The Big Rock Pub & Beer Garden: Where Golf Meets Live Music
Depending on the time of day golfers peel off the 18th green at Big Rock Golf Club at Indian Springs, and on their advance knowledge of what to expect when they get to the bar to settle up and have a pop or two, they might be stunned when they encounter an acoustic music set in the new Beer Garden, or a local band relishing the spotlight on the main stage, or a concert performance from a headlining rock and roll outfit.
Delighted … but stunned.
The fact that the golf course is named for the pub, rather than the other way around, is the first strong hint that something special might be on tap after a round here. The second is likely the logo, with a prominently-displayed electric guitar eclipsing a golf bag.
Both strongly imply that the Big Rock Pub is far from your average 19th hole. It’s really its own “thing” outside the golf course. From the time golfers pull into the parking lot until the time they drive away, they’ll see nothing to refute those implications.
Depending on which day they play, and what time they finish, a foursome could find themselves relaxing to recorded music on the sun-drenched back porch, or rocking and rolling to live music on the main stage in the pub proper. They’ll also discover that a half-busy night at Big Rock Pub still qualifies it as one of the hottest of Indio’s night-life hotspots.
The entire operation is the vision of Canadian Ken Hanna. A businessman from the Vancouver, B.C., area, Hanna bought the course and pub in 2016 and began transforming the pub space into the rock and roll heaven it is today.
The trip begins at the pub’s exterior entrance, where Elvis greets you outside and Bon Scott greets you inside. Be careful not to mentally fall into the piano hole just outside the front door. If you pass through the golf shop on your way to the pub, prepare your right ear for immediate action, for the main stage will be just to your right.
Once inside, guests’ senses are assaulted by sight, sound and fare. The main room, with the main stage and substantial bar serving a slew of beers on tap, is recognizable as a pub. But Hanna’s substantial collection of rock and roll memorabilia is pinned to the walls, highlighted by specialized lighting — neon tubes accent the wall displays, and the men’s room countertops feature glass cases underneath the sinks displaying guitars illuminated by black lights; an entertaining vision while maintaining proper hygiene.
There are massive murals paying tribute to music icons including Stevie Nicks, The Doors, The Eagles and Bob Seger and the Silver Bullet Band. There’s also plenty of dancing room in front of the main stage, where those feeling the music in their souls may physically express themselves.
From the restrooms to the Beer Garden, the front door to the back, the Big Rock Pub stays true to its rock theme. Even the menus go to the rock and roll extreme; when the wait staff appears at your four-top table with what appear to be four record albums, don’t wish you had a turntable with a spindle that allows for stacking platters.
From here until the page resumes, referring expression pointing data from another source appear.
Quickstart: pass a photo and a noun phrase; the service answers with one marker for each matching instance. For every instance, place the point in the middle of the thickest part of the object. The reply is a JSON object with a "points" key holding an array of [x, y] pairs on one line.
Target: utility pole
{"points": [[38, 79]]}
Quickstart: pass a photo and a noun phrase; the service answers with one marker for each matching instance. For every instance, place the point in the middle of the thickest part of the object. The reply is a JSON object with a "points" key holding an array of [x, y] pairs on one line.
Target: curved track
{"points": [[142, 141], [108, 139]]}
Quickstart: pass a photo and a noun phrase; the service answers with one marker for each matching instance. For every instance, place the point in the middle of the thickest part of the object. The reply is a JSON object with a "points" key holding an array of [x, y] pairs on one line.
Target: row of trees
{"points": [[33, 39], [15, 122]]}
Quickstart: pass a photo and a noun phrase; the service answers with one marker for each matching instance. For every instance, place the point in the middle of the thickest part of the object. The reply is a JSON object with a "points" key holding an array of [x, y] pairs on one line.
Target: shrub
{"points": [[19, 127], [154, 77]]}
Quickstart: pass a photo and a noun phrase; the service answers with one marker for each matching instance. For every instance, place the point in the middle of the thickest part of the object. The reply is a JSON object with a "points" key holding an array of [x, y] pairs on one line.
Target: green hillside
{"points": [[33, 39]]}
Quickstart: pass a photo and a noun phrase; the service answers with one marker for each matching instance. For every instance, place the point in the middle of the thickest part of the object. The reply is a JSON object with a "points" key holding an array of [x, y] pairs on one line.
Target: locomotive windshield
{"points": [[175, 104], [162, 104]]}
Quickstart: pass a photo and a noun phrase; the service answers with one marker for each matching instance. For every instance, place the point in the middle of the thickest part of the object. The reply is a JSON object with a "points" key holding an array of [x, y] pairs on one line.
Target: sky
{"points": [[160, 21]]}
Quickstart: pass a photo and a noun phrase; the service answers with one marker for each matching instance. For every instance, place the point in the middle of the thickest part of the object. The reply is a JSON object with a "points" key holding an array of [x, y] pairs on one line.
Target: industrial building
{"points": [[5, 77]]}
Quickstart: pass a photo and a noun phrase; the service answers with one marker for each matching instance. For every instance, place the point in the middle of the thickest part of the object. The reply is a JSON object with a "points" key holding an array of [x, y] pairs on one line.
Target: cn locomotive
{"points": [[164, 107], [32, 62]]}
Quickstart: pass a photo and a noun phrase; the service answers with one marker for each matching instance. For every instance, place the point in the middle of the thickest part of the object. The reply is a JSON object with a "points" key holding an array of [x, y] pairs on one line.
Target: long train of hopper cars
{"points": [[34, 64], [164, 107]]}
Just open the gatefold cover to find the pub’s menu inside. (We got Frampton Comes Alive and Quicksilver Messenger Service covers on our visit.)
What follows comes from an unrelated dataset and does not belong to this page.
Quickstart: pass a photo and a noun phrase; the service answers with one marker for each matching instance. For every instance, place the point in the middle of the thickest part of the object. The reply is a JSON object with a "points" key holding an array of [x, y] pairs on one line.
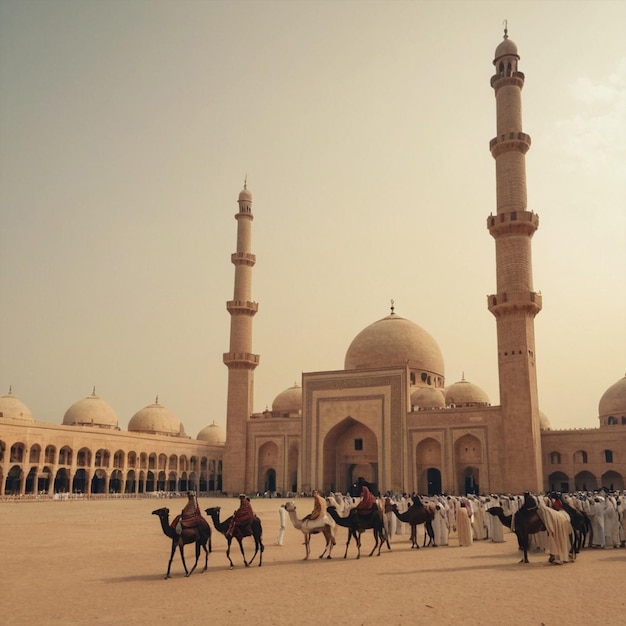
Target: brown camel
{"points": [[526, 522], [308, 528], [253, 529], [199, 534], [357, 523], [415, 515]]}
“Every piece of memorabilia you see here, (Ken) hung personally,” said Lisa Morgan, chief business development officer. “When he found out this place was for sale, he saw the potential in it and what it could be. The pub is actually designed after his personal man cave back in Canada. What you see here is just a giant version of what he’s got back home.”
An average week at the Big Rock Pub — well, there isn’t really an average week, but there is a schedule. Live music is offered Wednesdays, Fridays, Saturdays and Sundays, ranging from mellow acoustic performances on Sunday afternoons in the Beer Garden (opened in November) to wild, rocking Saturday nights in the main pub, patronized by locals in the know, golfers in the know and those pleasantly surprised golfers still caught up in the fun and excitement some five to seven hours after completing their rounds.
“We have regulars that will plan on playing Wednesday afternoons, because they know the music starts a little earlier (6 pm),” Morgan said.
“(On Wednesdays) it’ll just get packed in here with golfers, happy hour people, and residents who know there’s going to be music,” general manager Stephanie McCormack said. “It’s sort of like a perfect storm of all our demographics. We have everyone at once, and some stay all night.”